I will post more pictures as the project progresses.


----------



## Jim F

*Drawing for new bath tie in*

This is the proposed tie in for the bathtub that is replacing the old shower which had a drain centered toward the opposite wall. Theis is the original position of the p-trap for the washer drain. It seems a little far away and I'm wondering why they put it there but it has always worked. 

I'm also wondering about things such the location of the new bath p-trap in relation to the tee, the positioning of the new tee, the posiition of the two p-traps to each other.

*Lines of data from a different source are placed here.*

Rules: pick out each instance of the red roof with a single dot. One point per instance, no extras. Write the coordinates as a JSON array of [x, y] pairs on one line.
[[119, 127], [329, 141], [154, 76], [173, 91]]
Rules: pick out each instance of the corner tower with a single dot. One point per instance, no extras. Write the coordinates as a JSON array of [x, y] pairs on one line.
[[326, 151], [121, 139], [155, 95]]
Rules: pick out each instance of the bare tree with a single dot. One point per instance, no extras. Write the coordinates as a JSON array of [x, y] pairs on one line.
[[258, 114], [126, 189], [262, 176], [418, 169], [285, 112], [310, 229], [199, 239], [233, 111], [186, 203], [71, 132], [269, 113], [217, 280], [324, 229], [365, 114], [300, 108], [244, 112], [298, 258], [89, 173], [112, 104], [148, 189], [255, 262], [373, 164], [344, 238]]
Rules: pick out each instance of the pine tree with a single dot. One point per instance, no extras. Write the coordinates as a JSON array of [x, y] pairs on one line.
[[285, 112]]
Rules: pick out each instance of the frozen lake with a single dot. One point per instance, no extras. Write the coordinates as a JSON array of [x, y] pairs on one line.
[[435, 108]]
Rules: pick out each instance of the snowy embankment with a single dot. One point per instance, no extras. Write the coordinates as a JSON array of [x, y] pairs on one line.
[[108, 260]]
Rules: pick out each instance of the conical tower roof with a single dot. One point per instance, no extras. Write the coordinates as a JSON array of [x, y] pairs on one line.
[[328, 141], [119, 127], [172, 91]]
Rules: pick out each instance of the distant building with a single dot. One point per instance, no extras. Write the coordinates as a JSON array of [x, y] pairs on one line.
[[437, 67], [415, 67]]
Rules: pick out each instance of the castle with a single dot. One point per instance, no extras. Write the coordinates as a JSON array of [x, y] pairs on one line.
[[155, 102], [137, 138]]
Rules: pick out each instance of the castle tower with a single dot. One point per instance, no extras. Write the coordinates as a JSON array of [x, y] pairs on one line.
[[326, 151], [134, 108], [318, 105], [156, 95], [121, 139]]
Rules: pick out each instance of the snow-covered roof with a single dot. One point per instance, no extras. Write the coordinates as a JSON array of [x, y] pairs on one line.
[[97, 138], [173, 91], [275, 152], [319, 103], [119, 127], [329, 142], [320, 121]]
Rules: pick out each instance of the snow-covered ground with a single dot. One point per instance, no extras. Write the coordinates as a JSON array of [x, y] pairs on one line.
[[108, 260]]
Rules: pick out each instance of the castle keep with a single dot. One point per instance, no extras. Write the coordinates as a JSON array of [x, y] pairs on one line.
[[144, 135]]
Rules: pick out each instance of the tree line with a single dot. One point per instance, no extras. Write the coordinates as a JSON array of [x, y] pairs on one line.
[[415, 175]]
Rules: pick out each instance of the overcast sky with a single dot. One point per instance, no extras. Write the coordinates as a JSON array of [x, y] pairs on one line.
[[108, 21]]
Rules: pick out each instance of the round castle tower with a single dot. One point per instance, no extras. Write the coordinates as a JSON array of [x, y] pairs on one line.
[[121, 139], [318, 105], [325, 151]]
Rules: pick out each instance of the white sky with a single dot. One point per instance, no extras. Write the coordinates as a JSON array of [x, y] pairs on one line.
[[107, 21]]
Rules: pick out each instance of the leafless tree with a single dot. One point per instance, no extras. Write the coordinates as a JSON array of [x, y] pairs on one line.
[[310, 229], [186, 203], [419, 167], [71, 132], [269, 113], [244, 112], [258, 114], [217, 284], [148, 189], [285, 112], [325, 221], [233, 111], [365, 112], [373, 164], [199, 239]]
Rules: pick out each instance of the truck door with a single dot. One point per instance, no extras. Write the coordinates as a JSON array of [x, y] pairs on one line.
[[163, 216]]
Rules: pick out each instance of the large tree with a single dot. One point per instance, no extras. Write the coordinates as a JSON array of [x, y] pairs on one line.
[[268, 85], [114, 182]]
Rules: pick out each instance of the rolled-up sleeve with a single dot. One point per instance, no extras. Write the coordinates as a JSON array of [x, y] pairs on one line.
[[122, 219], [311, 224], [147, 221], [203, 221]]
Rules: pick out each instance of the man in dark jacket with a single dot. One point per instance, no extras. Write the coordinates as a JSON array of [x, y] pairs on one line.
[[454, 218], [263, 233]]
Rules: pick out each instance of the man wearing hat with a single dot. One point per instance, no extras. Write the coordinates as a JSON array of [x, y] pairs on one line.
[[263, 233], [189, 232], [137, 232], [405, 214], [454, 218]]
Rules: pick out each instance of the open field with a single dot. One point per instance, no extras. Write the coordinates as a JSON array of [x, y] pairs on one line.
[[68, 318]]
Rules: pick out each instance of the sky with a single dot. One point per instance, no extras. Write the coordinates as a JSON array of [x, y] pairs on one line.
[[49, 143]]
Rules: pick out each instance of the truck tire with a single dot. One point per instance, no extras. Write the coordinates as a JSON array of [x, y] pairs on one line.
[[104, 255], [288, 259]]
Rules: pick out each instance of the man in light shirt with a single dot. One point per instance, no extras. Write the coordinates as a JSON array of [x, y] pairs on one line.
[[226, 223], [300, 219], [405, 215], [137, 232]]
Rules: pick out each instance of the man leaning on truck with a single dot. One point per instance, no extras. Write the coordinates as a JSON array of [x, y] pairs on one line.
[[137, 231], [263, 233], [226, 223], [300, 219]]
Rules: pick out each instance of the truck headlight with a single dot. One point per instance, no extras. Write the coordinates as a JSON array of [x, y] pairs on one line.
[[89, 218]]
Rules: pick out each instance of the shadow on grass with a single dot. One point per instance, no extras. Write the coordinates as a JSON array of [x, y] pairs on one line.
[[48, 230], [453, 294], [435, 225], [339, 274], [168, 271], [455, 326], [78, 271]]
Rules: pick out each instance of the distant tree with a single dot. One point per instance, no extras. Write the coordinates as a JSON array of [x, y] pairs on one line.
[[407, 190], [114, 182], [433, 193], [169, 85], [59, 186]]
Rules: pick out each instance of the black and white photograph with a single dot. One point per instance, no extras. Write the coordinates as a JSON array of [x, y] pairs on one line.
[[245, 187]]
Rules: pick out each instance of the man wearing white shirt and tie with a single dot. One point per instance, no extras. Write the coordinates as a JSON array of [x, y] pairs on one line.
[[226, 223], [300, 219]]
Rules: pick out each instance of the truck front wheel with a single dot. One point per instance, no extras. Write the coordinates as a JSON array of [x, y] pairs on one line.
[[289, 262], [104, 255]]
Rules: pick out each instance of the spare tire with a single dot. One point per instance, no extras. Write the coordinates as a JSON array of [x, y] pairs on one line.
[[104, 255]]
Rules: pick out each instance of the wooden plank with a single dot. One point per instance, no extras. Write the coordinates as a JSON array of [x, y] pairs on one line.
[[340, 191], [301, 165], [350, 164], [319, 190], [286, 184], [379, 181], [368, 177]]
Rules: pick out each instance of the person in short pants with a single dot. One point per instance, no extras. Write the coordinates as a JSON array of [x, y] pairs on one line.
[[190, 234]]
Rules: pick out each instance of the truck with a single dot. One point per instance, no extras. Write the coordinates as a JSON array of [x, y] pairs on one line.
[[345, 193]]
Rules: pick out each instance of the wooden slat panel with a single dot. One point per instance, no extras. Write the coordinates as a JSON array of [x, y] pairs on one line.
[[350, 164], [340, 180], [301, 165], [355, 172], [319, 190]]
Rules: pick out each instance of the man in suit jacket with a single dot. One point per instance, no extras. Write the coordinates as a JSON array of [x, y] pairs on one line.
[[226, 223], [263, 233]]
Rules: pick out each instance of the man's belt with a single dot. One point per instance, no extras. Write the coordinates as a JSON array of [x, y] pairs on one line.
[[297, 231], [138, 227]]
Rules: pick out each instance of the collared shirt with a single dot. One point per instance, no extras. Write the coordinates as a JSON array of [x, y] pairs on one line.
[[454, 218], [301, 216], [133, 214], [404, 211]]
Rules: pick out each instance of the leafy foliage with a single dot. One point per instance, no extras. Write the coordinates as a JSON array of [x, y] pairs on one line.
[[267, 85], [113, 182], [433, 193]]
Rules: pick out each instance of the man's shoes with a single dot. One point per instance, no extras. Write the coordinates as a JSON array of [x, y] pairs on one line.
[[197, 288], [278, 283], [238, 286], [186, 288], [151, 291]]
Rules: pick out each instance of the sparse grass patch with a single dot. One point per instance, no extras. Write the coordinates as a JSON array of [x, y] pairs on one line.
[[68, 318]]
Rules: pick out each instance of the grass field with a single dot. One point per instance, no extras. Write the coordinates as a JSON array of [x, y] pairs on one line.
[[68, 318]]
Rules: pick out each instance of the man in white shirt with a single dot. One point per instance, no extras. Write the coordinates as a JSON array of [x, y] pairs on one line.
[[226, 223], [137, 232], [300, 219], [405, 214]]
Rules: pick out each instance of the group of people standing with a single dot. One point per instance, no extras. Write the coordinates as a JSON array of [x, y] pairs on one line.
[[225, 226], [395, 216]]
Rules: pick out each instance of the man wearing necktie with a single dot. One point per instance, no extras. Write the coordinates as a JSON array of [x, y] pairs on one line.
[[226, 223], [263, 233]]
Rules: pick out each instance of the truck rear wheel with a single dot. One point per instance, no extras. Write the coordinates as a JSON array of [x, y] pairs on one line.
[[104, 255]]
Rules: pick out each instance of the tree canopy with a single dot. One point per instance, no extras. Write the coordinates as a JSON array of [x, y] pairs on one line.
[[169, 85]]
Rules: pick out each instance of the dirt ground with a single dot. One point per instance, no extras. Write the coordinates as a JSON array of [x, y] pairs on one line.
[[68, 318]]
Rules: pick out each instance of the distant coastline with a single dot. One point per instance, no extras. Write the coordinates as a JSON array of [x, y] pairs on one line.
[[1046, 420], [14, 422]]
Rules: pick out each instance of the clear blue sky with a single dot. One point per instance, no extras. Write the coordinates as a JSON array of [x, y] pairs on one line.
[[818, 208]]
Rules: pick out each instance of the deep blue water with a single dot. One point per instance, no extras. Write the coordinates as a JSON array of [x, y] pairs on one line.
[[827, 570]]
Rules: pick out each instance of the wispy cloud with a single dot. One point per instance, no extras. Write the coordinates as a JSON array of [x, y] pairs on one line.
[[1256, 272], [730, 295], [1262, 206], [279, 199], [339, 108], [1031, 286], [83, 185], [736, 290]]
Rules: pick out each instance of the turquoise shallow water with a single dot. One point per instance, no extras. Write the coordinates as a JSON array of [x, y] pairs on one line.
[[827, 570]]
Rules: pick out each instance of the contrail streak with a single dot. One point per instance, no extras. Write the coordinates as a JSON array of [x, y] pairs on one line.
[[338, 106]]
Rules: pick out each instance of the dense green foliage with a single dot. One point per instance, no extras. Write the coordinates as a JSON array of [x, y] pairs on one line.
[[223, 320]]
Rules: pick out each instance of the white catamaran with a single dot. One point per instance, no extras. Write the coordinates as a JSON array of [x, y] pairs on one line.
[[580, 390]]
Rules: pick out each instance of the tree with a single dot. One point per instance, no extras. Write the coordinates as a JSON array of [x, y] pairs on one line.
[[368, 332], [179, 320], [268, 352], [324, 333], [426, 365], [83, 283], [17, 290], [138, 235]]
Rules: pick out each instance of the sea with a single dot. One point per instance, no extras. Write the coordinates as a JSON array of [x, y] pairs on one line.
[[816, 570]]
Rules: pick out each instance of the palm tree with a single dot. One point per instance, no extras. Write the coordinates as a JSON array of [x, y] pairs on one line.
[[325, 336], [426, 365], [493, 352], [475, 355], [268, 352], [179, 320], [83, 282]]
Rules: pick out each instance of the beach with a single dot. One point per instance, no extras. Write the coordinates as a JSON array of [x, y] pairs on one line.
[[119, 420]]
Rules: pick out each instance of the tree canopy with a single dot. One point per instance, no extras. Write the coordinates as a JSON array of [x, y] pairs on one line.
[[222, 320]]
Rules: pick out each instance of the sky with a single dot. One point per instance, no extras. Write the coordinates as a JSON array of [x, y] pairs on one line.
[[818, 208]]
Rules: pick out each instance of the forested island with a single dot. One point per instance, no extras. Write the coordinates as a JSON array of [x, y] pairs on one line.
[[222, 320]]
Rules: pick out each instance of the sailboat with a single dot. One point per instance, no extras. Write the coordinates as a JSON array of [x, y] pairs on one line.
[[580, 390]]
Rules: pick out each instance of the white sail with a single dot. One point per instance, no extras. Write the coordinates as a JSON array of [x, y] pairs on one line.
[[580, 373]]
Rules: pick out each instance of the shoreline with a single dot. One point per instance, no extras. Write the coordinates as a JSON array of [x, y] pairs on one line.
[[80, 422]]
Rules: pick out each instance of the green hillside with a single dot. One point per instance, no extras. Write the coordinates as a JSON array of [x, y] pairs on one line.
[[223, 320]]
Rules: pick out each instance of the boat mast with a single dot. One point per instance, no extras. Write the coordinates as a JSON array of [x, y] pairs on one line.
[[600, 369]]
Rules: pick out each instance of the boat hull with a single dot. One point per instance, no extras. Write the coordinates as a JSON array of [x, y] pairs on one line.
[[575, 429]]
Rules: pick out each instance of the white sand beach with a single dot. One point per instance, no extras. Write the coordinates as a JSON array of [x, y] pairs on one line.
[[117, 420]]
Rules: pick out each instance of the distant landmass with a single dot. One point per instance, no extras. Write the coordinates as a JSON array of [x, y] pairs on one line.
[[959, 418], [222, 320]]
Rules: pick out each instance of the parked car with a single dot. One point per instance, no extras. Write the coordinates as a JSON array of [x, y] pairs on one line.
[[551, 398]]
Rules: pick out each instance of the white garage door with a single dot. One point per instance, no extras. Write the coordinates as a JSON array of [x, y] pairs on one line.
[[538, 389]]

My local plumber tells me that the 5 foot rule covers the position of the vent relative to all this (keep in mind that this is not to scale). 

I would appreciate any input.


----------



## oh'mike

Jim----You are missing a vent for the tub,also the vanity sink is not vented--

If you don't get a vent in closer to the tub P-trap you may end up with a slow drain--Mike--


----------



## Jim F

The vanity drains into the main vent so I guess the is supposed to double as the sink vent (wet vent?). The bottom picture above sort of shows this. Everything is as the builders installed it except the t for the bath. That one vent is supposed to work for all four fixtures. The top picture above shows where the shower drain used to come back and t in. The tape over the end is where I cut the shower p-trap. The bath will actually have a shorter run to the vent than the shower had. I intend to have it inspected for safety. I'm thinking I should .get my plumber out to check it out in the dry fit stage. I will try to post some pictures after I dry fit if I can get some good ones in the crawl space. I find it's difficult enough to take pictures that show any kind of perspective in the 5x8 bathroom space.


----------



## oh'mike

Jim--I sure do understand about photographing a bathroom.
Two weeks ago I finished up a bathroom,easily the smallest I've ever done--4x7 1/2 feet.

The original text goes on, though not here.